Ce n’est pas un conte de fées, loin s’en faut, mais l’histoire de l’évolution d’une institution psychiatrique pendant la deuxième guerre mondiale. Saint-Alban en Lozère sera le laboratoire d’une nouvelle façon de soigner les patients, ces fous que jusque-là on se contentait de maîtriser par médicaments ou par contrainte.
Dans le château de Saint-Alban, en plus des patients
ordinaires arrivent des patients transférés depuis Paris, depuis l’Alsace, par
le « train des fous ». Des médecins s’y joignent, recrutés par le
Docteur Balvet, responsable des lieux, comme le Docteur Tosquelles, psychiatre
catalan ayant fui Franco. Tosquelles participe à la transformation de l’asile
de Saint-Alban dès son arrivée. Pour ne pas voir les patients mourir de faim,
il ouvre les portes de l'asile et envoie ses malades aux champs pour y aider les
paysans locaux qui, en retour, les rémunèrent en denrées alimentaires. Par
suite, l'asile accueille aussi clandestinement des réfugiés, des maquisards,
des Juifs.
Tosquelles crée des clubs thérapeutiques où patients et
soignants se réunissent sur un pied d'égalité. Le patient y développe ses
capacités d'agir, de s'organiser et prendre des initiatives. Il forme
certains pensionnaires au métier de soignant. Il encourage la création
artistique chez les malades, favorisant l’art brut, appuyé par Paul Eluard,
accueilli parmi les réfugiés en 1942.
Paola Pigani retrace cette épopée avec précision,
délicatesse et poésie, mêlant quelques personnages fictifs à l’histoire réelle
de l’asile pour humaniser le récit. Ainsi Jeanne, une jeune femme qui a perdu
pied après la mort de son bébé, et qui renaîtra à la vie. De nombreux gardiens, bonnes sœurs, malades, soignants, seront
aussi transformés par cette nouvelle approche thérapeutique.

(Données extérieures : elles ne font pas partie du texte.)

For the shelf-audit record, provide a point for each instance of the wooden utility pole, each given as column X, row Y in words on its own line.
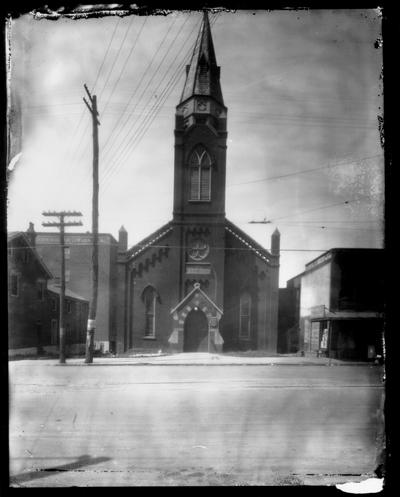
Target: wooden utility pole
column 62, row 224
column 91, row 326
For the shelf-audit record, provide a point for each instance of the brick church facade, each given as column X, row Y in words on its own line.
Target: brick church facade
column 198, row 283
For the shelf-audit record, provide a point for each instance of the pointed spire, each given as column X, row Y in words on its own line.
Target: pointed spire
column 275, row 242
column 122, row 239
column 202, row 74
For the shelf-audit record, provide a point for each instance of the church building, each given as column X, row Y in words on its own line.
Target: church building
column 198, row 283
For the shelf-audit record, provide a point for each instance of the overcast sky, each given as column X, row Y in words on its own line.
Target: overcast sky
column 303, row 92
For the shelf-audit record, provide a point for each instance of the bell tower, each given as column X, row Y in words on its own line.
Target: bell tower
column 200, row 137
column 199, row 174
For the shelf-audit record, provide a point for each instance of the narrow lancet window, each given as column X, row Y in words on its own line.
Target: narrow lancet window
column 200, row 175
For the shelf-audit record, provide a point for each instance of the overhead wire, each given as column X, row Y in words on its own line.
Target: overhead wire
column 152, row 112
column 126, row 106
column 110, row 72
column 114, row 163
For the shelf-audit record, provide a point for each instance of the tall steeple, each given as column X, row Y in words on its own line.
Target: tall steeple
column 203, row 73
column 200, row 137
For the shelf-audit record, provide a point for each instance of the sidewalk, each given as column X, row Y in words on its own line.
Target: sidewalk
column 201, row 359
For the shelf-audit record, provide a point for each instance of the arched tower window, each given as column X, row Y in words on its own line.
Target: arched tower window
column 149, row 297
column 245, row 315
column 200, row 175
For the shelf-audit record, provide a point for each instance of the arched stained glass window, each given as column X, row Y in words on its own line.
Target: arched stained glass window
column 149, row 298
column 245, row 315
column 200, row 175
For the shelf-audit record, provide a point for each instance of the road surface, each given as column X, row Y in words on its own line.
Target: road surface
column 192, row 425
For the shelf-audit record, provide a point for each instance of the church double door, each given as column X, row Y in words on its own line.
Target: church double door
column 195, row 333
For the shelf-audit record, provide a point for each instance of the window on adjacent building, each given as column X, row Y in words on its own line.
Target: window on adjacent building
column 149, row 299
column 54, row 332
column 200, row 175
column 25, row 256
column 40, row 290
column 245, row 315
column 14, row 284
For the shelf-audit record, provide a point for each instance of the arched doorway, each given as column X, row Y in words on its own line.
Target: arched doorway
column 195, row 333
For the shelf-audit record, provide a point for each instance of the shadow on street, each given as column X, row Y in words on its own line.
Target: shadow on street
column 81, row 462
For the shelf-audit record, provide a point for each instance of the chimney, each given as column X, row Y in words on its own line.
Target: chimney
column 122, row 239
column 275, row 242
column 31, row 235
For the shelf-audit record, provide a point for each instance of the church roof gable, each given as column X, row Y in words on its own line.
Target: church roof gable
column 149, row 241
column 247, row 241
column 191, row 294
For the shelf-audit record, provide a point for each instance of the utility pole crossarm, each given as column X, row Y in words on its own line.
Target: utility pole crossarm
column 62, row 224
column 91, row 326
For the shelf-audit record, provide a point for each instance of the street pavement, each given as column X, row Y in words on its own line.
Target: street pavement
column 162, row 424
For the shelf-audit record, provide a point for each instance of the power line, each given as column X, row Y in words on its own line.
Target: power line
column 104, row 85
column 345, row 202
column 94, row 84
column 149, row 118
column 114, row 162
column 328, row 166
column 135, row 90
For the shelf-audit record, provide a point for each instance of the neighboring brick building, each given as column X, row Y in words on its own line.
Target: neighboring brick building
column 78, row 275
column 289, row 316
column 33, row 304
column 342, row 303
column 76, row 310
column 199, row 282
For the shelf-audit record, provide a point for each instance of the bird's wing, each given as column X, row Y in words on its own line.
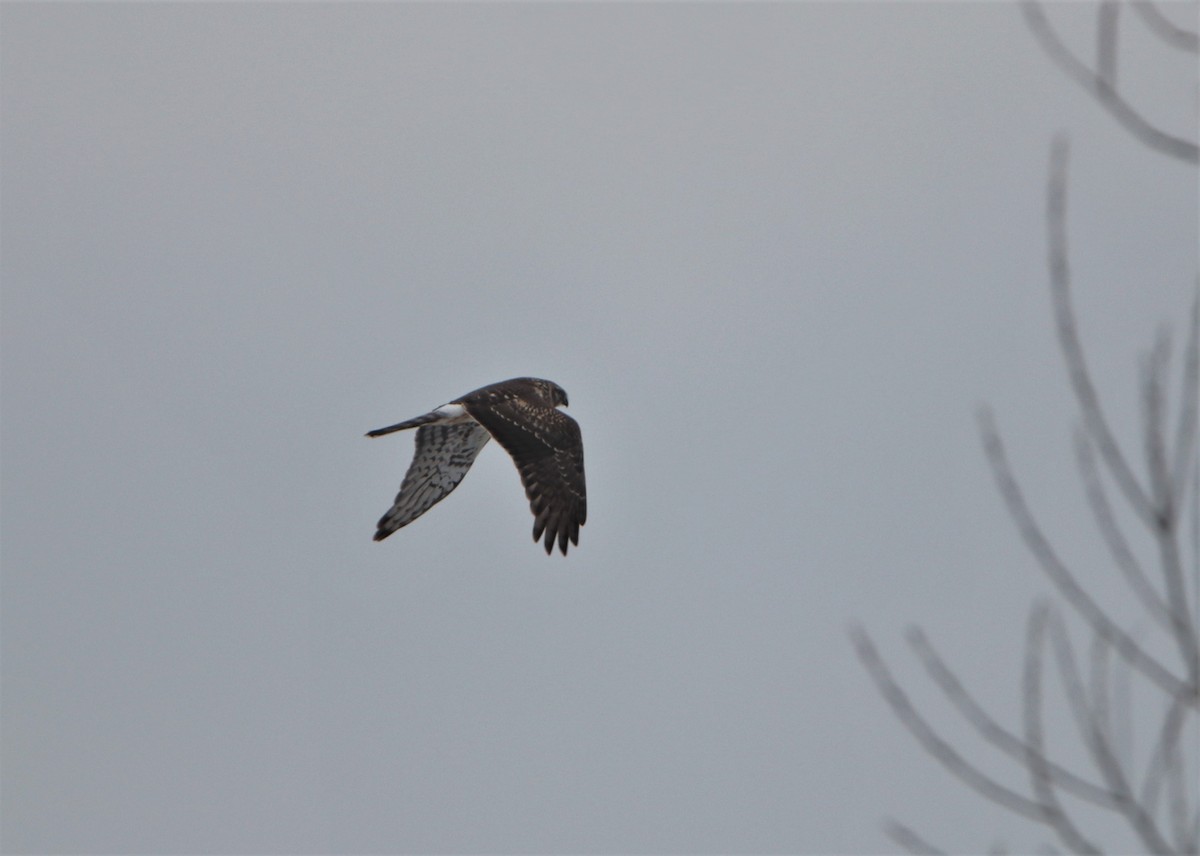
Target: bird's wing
column 546, row 446
column 444, row 454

François Tosquelles (1912-1994) lui, a réellement existé, il
est considéré comme le père de la psychothérapie institutionnelle. Paola Pigani
lui rend ici un bel hommage, ainsi qu’à la communauté de Saint-Alban, qui a
participé à l’histoire de la médecine et de la Résistance. Un roman nécessaire
et éclairant.
« Le château des insensés » est disponible en poche aux éditions Liana Levi.